691_DETOUR - DEVIAZIONE PER L'INFERNO (Detour). Stati Uniti; 1945. Regia di Edgar G. Ulmer.
Girato in meno di un mese (il regista Edgar G. Ulmer pare abbia dichiarato in una sola settimana!), con un budget di soli 30.000 dollari, Detour, deviazione per l’Inferno è riuscito comunque a divenire, negli anni, un film di culto. E a ragione, sia chiaro. In soli 68 minuti e con l’ausilio di un cast di attori poco conosciuti e nemmeno troppo affascinanti, Ulmer riuscì a convertire la povertà dei mezzi a disposizione in un’operazione funzionale. Il regista di origine ebraica era stato un valente scenografo e questa abilità è probabilmente alla base di uno dei punti di forza del film, una sorta di unità di luogo. Per la verità il testo racconta di un viaggio, anzi il viaggio americano per antonomasia, da New York a Los Angeles. Ma i set sono ridotti all’osso: il locale newyorkese dove Tom (Al Neal) e Sue (Claudia Drake) si esibiscono, l’auto (una spettacolare Lincoln Continental V-12 Convertible del 1941) di Charles Haskell Jr. (Edmund MacDonald), la locanda dove comincia il flashback e la camera di albergo dove Vera (Ann Savage), sequestra Tom. C’è qualche scena in esterni, in fondo si tratta di una sorta di road movie in salsa noir, ma le location sono una manciata scarsa, come anche i protagonisti, praticamente già citati tutti. Volendo la vicenda è un minimo articolata ma la struttura in flashback, con Tom che racconta la sua strana e tragica avventura (la deviazione a cui fa riferimento il titolo), ne agevola la scorrevolezza, così il viaggio del nostro protagonista diventa una vera discesa all’inferno.

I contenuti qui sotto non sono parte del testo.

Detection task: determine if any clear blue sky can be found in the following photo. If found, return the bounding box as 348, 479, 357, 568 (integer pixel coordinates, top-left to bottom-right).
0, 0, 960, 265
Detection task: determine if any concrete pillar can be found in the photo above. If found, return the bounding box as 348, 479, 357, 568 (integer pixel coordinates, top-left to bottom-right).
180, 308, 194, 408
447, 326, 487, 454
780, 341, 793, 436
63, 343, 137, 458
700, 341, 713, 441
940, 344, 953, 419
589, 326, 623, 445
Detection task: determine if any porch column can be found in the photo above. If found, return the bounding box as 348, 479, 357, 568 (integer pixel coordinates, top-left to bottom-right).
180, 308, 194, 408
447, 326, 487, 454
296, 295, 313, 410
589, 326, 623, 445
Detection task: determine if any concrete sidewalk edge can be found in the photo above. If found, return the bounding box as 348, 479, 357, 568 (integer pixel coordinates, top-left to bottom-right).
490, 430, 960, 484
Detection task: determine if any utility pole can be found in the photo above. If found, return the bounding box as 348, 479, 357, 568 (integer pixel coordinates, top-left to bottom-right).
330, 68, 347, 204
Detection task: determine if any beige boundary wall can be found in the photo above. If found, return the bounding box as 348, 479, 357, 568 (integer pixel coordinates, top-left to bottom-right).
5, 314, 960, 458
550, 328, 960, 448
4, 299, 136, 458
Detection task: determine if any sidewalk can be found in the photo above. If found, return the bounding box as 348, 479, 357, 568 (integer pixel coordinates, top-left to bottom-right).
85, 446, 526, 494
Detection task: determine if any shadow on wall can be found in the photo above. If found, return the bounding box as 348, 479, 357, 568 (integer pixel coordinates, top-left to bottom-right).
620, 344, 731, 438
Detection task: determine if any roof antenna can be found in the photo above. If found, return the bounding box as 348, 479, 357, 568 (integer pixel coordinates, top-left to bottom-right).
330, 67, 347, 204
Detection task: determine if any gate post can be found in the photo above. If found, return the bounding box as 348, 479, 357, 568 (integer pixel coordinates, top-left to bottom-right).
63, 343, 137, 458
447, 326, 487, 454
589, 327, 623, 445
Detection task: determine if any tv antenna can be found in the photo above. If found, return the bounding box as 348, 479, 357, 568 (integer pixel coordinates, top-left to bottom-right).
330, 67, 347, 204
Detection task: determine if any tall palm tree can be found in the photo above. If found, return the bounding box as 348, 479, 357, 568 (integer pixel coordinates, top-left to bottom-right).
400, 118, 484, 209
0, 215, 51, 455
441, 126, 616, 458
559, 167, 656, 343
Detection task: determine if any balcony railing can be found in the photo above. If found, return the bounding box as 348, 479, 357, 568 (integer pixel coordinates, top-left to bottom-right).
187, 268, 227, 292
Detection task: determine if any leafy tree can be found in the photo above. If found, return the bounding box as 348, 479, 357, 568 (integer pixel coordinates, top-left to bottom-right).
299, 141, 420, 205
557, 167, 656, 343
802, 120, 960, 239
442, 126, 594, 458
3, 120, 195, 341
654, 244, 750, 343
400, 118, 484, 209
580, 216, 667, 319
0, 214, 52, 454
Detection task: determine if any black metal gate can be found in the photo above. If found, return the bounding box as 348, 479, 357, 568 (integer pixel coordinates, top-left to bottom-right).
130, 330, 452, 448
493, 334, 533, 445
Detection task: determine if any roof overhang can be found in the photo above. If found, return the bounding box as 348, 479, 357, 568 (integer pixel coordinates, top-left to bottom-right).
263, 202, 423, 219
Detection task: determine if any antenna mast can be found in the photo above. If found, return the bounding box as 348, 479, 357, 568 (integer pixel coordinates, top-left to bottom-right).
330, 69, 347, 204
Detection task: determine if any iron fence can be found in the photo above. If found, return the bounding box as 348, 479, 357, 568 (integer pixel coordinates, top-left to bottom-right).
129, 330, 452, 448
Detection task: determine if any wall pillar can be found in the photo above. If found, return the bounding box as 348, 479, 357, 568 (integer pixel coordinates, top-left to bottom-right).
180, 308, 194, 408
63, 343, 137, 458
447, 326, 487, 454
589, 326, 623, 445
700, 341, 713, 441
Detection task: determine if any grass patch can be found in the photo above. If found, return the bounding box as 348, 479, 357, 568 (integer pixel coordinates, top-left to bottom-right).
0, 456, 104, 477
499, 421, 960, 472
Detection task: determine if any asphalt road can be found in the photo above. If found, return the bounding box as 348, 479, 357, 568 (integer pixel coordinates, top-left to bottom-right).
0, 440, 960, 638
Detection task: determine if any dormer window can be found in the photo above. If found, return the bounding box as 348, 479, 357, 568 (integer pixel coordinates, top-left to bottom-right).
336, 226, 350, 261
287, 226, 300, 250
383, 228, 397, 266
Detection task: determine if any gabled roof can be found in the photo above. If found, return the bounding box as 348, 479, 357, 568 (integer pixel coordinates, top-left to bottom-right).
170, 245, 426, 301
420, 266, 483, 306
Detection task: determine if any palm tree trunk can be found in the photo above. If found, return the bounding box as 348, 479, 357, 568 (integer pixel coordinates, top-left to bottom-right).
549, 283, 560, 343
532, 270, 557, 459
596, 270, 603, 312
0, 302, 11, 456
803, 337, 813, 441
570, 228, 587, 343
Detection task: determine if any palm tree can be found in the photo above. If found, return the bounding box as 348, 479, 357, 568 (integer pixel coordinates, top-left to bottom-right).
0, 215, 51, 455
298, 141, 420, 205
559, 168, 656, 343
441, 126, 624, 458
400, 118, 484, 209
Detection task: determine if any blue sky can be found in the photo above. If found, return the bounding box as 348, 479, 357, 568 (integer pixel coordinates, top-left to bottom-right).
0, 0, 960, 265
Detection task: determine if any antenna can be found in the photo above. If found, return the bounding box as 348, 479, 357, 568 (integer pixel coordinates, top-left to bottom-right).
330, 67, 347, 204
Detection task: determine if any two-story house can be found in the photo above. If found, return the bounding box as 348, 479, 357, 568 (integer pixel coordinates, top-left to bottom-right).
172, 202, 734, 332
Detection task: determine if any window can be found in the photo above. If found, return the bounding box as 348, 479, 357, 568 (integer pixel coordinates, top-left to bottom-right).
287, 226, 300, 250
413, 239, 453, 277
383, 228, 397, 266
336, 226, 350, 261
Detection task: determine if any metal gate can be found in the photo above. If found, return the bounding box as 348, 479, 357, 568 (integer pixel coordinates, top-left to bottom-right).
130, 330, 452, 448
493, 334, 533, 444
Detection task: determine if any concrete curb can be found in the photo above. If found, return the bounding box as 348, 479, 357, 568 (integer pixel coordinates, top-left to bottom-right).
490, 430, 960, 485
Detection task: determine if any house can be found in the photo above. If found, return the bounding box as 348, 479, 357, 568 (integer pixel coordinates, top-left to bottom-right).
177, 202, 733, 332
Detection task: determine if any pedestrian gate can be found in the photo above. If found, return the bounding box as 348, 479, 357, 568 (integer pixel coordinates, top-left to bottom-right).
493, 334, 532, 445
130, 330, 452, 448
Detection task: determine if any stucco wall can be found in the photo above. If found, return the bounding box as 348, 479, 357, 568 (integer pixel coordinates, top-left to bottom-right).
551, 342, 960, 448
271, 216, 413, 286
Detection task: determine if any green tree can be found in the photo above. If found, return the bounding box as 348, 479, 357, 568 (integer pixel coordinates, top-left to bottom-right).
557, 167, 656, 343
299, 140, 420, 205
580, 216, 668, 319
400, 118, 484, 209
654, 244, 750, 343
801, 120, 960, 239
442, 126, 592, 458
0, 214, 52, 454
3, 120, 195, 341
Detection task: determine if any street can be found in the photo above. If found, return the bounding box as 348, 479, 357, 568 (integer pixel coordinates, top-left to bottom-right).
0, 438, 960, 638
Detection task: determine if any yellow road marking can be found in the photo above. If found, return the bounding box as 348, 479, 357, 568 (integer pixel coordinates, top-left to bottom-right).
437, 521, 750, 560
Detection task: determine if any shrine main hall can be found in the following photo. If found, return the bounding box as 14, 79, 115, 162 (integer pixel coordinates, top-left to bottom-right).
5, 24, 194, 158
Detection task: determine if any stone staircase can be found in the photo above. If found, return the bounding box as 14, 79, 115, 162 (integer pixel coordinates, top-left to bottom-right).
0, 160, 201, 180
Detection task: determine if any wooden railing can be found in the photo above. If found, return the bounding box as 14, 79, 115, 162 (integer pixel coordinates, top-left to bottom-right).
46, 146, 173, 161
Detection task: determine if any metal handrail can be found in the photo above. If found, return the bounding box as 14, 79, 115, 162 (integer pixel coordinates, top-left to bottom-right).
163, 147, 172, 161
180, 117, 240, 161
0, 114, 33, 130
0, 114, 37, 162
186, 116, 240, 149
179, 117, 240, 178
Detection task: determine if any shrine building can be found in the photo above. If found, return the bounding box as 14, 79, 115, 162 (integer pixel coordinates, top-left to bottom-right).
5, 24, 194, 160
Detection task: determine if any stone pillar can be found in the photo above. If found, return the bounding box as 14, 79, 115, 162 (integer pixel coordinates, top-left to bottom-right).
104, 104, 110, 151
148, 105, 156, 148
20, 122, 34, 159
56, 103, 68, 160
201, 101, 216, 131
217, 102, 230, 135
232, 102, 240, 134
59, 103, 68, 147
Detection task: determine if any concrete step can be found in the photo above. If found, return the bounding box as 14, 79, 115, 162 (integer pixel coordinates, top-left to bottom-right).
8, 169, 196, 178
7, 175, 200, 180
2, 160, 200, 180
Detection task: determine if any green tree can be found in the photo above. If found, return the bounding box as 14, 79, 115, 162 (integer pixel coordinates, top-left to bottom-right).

E Vera, la dark lady che incontra, è un vero diavolo ma non è tanto lei a portarlo alla perdizione; la ragazza è semmai una sorta di personale demone che sembra godere nell’approfittare delle debolezze di Tom. Probabilmente ha in parte ragione, Vera, quando non crede alla totale buona fede dell’uomo; è chiaro che l’occasione che era capitata a Tom ne avesse condizionato le decisioni, e la sua paura di andare alla Polizia per denunciare la morte naturale di Haskell era comprensibile; ma non giustificabile. D’altronde la scelta era affrontare un’indagine e un po’ di noie burocratiche (da innocente), o far finta di niente e tenersi auto e soldi dell’uomo che gli era morto praticamente tra le braccia (diventando, in modo più o meno grave, colpevole).
Questa era la svolta, la deviazione decisiva, e Tom la compiva in completa autonomia. Vera arrivava solo in seguito, sorta di coscienza (cattiva) dell’uomo e che, in fin della fiera, farà la fine che la coscienza vera di Tom aveva fatto quando sfilava il denaro al cadavere di Haskell. Il finale, con l’arrivo della Polizia a chieder di conto al nostro uomo, potrebbe essere una necessità produttiva, visto che nel 1946 era dura pensare di lasciare un colpevole a piede libero. Ma in questo caso non si può certo intendere come un lieto fine di maniera; piuttosto, la costatazione che la dannazione è ineluttabile per chi perde la propria anima.